20th Century Women (2016)

Directed by Mike Mills. Starring Annette Bening, Lucas Jade Zumann, Greta Gerwig, Elle Fanning, Billy Crudup, Alison Elliott, Thea Gill. [R]

Filmmaker Mills’ most thematically and cinematically ambitious effort to date is (like Beginners) inspired in part by his own life experiences. Jamie Fields (Zumann) is a SoCal teenager in the late-70s with a single mom (Bening) who had him when she was forty and is an “old school” free spirit who feels so disconnected from her son and the constantly-changing social attitudes, she looks to her young-adult tenant (Gerwig) to help raise and instruct him.
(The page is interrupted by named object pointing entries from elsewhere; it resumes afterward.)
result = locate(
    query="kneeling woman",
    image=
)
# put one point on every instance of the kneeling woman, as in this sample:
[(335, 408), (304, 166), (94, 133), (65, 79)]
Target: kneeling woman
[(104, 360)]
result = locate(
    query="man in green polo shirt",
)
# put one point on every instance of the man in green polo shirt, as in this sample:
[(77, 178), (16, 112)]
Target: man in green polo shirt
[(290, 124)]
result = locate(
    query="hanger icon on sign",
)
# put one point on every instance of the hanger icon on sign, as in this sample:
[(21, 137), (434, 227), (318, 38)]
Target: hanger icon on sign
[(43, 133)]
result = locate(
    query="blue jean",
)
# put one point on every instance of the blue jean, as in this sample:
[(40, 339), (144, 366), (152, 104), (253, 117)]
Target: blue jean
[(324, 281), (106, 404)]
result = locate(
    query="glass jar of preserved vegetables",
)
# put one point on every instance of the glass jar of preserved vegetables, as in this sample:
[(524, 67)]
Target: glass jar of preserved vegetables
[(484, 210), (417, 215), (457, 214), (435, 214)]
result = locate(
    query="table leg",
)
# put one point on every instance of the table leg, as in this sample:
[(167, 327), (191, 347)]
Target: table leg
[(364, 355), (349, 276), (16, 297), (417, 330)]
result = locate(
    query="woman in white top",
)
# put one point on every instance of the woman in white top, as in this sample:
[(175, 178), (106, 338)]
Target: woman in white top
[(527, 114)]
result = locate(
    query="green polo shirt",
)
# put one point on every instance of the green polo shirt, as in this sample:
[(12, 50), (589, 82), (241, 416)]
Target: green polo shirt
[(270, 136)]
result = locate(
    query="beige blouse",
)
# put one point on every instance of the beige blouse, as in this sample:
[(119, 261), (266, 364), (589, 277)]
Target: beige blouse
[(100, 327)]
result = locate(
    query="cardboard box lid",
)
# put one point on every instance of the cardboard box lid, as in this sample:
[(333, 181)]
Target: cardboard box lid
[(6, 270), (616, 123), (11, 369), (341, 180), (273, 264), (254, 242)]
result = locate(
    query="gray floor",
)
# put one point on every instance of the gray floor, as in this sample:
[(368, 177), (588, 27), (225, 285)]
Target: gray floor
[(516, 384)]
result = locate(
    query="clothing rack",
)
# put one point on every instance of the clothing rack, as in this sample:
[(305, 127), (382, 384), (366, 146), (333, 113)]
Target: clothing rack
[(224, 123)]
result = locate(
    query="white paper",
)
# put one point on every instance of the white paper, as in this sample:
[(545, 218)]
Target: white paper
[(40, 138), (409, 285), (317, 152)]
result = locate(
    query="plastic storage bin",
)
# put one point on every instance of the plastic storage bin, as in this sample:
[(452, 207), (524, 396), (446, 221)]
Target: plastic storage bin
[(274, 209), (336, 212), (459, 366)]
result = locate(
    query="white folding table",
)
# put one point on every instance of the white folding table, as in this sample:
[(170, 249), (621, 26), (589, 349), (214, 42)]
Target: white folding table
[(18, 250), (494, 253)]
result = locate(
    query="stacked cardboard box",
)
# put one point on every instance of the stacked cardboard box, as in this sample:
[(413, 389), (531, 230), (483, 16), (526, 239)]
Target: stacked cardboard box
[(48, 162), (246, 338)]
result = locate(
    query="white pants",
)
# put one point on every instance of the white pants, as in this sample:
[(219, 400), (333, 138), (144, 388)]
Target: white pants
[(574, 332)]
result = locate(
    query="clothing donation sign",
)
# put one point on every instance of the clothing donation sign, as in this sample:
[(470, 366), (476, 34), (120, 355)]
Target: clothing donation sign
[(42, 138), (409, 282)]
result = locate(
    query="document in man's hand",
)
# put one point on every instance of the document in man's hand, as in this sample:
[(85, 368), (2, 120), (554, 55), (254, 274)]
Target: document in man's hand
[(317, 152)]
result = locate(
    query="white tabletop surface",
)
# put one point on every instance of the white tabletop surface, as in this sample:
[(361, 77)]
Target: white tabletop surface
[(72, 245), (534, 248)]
Observant and poignant and unafraid to be messy—in its own way, just as flawed as Thumbsucker and Beginners were, but much more assured in its approach and fascinating in its sprawling reach—and it’s one of those coming-of-age-style narratives that not only uses time and place for its evocative qualities rather than a referential road map, but also truly, yet subtly, builds as it goes, sharply etching its major characters with the sort of details rarely seen outside of dense classic lit. Zumann’s passivity for the lion’s share is of a piece, and makes it a little hard to believe his rebellious and self-confident moments, but Bening is terrifically distinct yet complex; based on the title, should it be any surprise the females in the kid’s life tend to be the more intriguing and vivdly-developed characters? Roger Neill’s ambient score borders on the exquisite, and the soundtrack is packed with cool tunes from cool artists (Talking Heads, Suicide, the Clash, Bowie, Siouxsie Sioux, Black Flag, etc.). Alia Shawkat has a minor role.